Implement hardware acceleration #412

tacheometry · 2024-03-26T02:29:19Z

This PR addresses Issue #392.

I've added some Nvidia CUDA FFMPEG arguments for the mp4 format for now, but this is a good start. What remains is:

Supporting AMD acceleration
Supporting NVIDIA acceleration
Implementing the arguments in other video formats as well (right now only for mp4)
Use localization for the option strings
Adding a setting in the program interface to control what type of acceleration to use (off by default)
Maybe: hardware acceleration for the entire transcoding process. Right now only encoding and decoding are accelerated.
- This isn't a convenient feat. For CUDA it requires changing filter names from scale to scale_cuda, or crf into qp for example. I tried doing this but couldn't get it to not error. It requires much experimentation.

All help is greatly appreciated 😀 This is the first C# program I edit...

The results I got adding these arguments (which accelerate only the encode/decode part of the process) are 2-3x faster than before, transcoding a 176 MB video into ~8MB using the To Mp4 (low quality) preset.

Development

I couldn't find much information on how to contribute to this program, but this is what I've learned so far:

Installation

The Magick.Native-Q16-x64.dll file must be copied to bin/x64/Debug for the program to compile. To obtain this file you need to follow the Magick.NET compilation guide and then grab it from C:\Users\xxxx\.nuget\packages\magick.native.

Testing

The project can be built in its entirety, and then the installer can be run, but this requires a system restart. A more efficient option is calling FileConverter.exe directly. After building the FileConverter solution, you should be able to find Application/FileConverter/bin/x64/Debug/FileConverter.exe

Opening this file will give you the tutorial window. But if you run it from the command line like so:

.\FileConverter.exe --verbose --conversion-preset "To Mp4 (low quality)" "C:\Users\DevAccount\Desktop\cs.mp4"
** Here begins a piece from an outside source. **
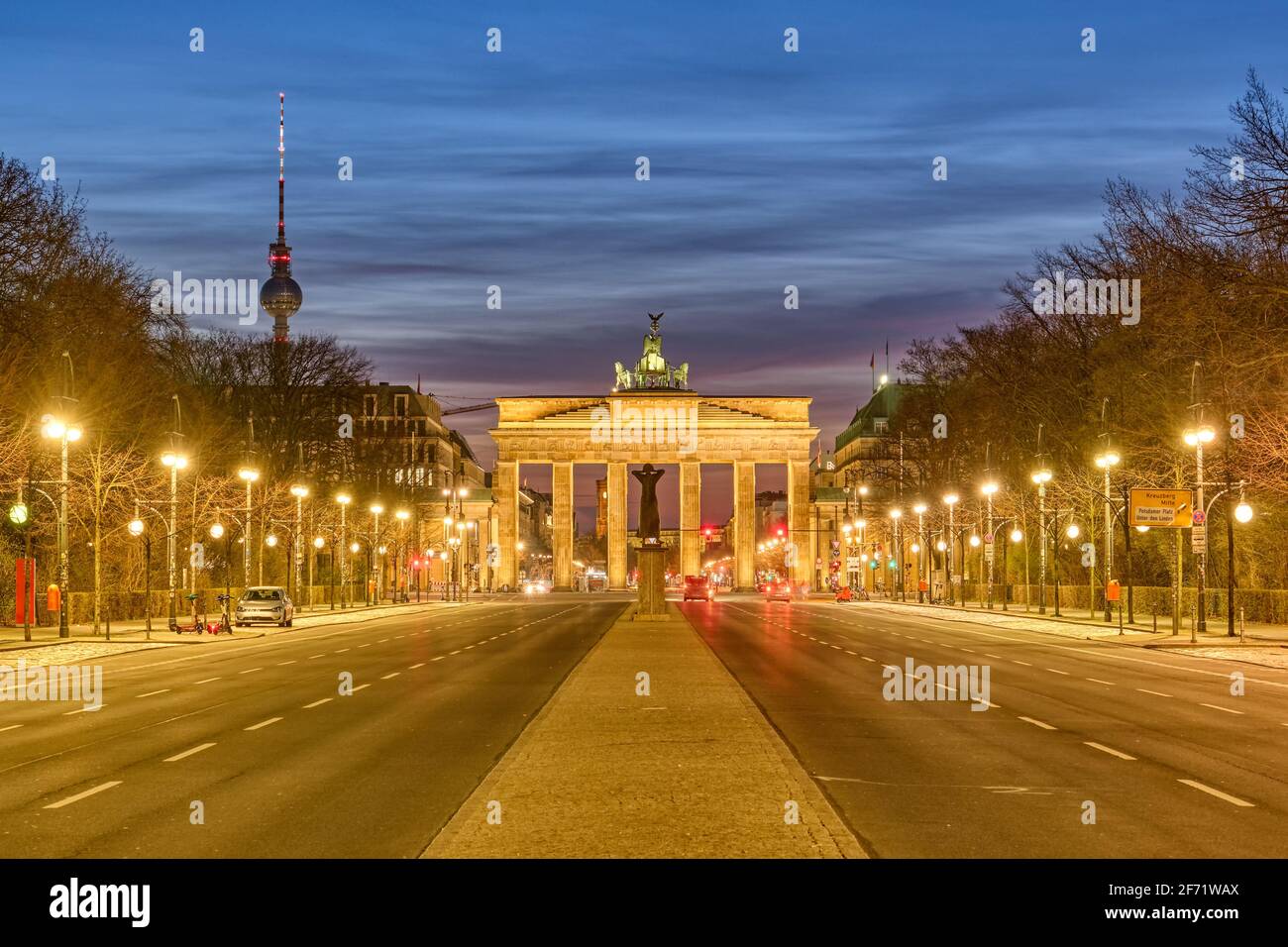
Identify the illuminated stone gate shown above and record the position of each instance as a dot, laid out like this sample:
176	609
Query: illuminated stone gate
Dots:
652	416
It is equivalent to right clicking a preset in the context menu, without all the extra steps.

Resources:

https://docs.nvidia.com/video-technologies/video-codec-sdk/12.0/ffmpeg-with-nvidia-gpu/index.html
https://trac.ffmpeg.org/wiki/HWAccelIntro
https://github.com/HeiSir2014/ffmpeg-wiki
https://stackoverflow.com/a/55747785
https://lists.ffmpeg.org/pipermail/ffmpeg-user/2017-July/036820.html
various StackExchange answers you might find

tacheometry · 2024-03-27T18:04:15Z

Managed to get full transcoding working. It doesn't provide as much of a speed up as accelerated encoding and decoding, but for long videos it'll definitely be super useful.

tacheometry · 2024-03-27T18:19:23Z

Benchmarks

Note: when writing ffmpeg.exe, it refers to FileConverter\Application\FileConverter\bin\x64\Debug\ffmpeg.exe, I'm not using the system ffmpeg.

Commands

Instead of modifying the program and testing every single time, I modified the effective ffmpeg command used, and implemented my modifications after getting everything working.
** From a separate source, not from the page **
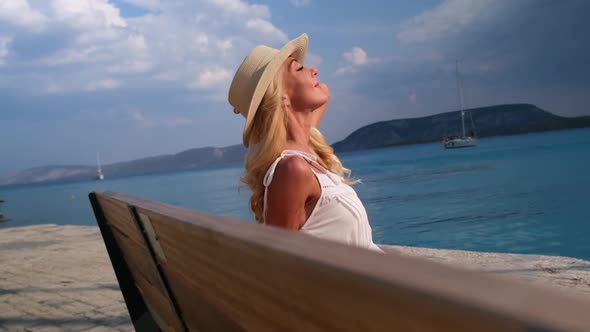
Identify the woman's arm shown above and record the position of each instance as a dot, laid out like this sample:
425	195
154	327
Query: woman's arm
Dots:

These following commands are executed for the To Mp4 (low quality) preset (except I'm modifying -n to -y and adding -benchmark). To see the execution time, look at rtime=1.234s in the ffmpeg benchmark output.

Acceleration off

This is used by FileConverter by default.

ffmpeg.exe -y -stats -i "input.mp4" -c:v libx264 -preset medium -crf 31 -c:a aac -qscale:a 0.75 -vf "scale=trunc(iw*1/2)*2:trunc(ih*1/2)*2,format=yuv420p" "output.mp4" -benchmark

HW accelerated encoding and decoding, CPU scaling

ffmpeg.exe -y -stats -hwaccel cuda -i "input.mp4" -c:v h264_nvenc -preset medium -crf 31 -c:a aac -qscale:a 0.75 -vf "scale=trunc(iw*1/2)*2:trunc(ih*1/2)*2,format=yuv420p" "output.mp4" -benchmark

Fully HW accelerated transcoding

ffmpeg.exe -y -stats -hwaccel cuda -hwaccel_output_format cuda -i "input.mp4" -c:v h264_nvenc -preset  medium -crf 31 -c:a aac -qscale:a 0.75 -vf "scale_cuda=trunc(iw*1/2)*2:trunc(ih*1/2)*2:format=yuv420p" "output.mp4" -benchmark

Results

input.mp4 is a 30 second long 1920x1080p 176 MB file.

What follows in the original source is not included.